Contributions are welcome! Please read [CONTRIBUTING.md](CONTRIBUTING.md) before submitting pull requests. Key requirements:

- `go fmt ./...` and `go vet ./...` must pass
- New handlers require Swagger annotations
- New features require documentation updates
- Security issues must be reported privately (see CONTRIBUTING.md)

## License

This project is licensed under the Apache License, Version 2.0 — see the [LICENSE](LICENSE) file for details.

## Disclaimer

This software is provided **"AS IS"**, without warranty of any kind, express or implied, including but not limited to the warranties of merchantability, fitness for a particular purpose, and non-infringement. In no event shall the authors or copyright holders be liable for any claim, damages, or other liability arising from the use of this software. See the [Apache 2.0 License](LICENSE) (Sections 7–8) for the full warranty disclaimer and limitation of liability.

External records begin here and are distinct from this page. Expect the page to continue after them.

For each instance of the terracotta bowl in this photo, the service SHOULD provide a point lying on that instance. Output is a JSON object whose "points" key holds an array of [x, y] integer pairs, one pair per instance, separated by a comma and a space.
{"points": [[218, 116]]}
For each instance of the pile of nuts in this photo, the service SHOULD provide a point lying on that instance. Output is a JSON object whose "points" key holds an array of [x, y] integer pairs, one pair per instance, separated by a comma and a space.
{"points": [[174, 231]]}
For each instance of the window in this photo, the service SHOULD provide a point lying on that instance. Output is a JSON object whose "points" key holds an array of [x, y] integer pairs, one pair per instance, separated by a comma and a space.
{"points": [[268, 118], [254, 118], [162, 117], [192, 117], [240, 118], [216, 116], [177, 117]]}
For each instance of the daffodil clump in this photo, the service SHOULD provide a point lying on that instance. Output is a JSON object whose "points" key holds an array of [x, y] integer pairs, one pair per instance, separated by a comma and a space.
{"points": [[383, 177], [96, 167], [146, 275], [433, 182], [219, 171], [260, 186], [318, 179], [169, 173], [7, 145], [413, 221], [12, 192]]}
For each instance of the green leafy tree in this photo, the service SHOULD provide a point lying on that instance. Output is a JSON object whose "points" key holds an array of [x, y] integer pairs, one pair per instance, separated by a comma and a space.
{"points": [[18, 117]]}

**Operational security is the responsibility of the deploying organization.** This includes, but is not limited to: securing the deployment environment, managing secrets and credentials, configuring TLS, enforcing network boundaries, rotating API keys, auditing access, keeping dependencies up to date, and validating the fitness of this software for your specific compliance and security requirements. The maintainers make no guarantees regarding the security posture of any deployment.

## Acknowledgments

- [HashiCorp Terraform](https://www.terraform.io/) - Module and Provider protocols
- [Gin Web Framework](https://gin-gonic.com/) - Go HTTP framework

### Trademark Notice

HashiCorp, Terraform, and Vault are trademarks of HashiCorp, Inc. AWS and Amazon Web Services are trademarks of Amazon.com, Inc. or its affiliates. Microsoft Azure is a trademark of Microsoft Corporation. Google Cloud is a trademark of Google LLC. VMware and vSphere are trademarks of Broadcom Inc. Oracle and OCI are trademarks of Oracle Corporation. All other trademarks are the property of their respective owners.

This project is not affiliated with, endorsed by, or sponsored by any of the above-named organizations.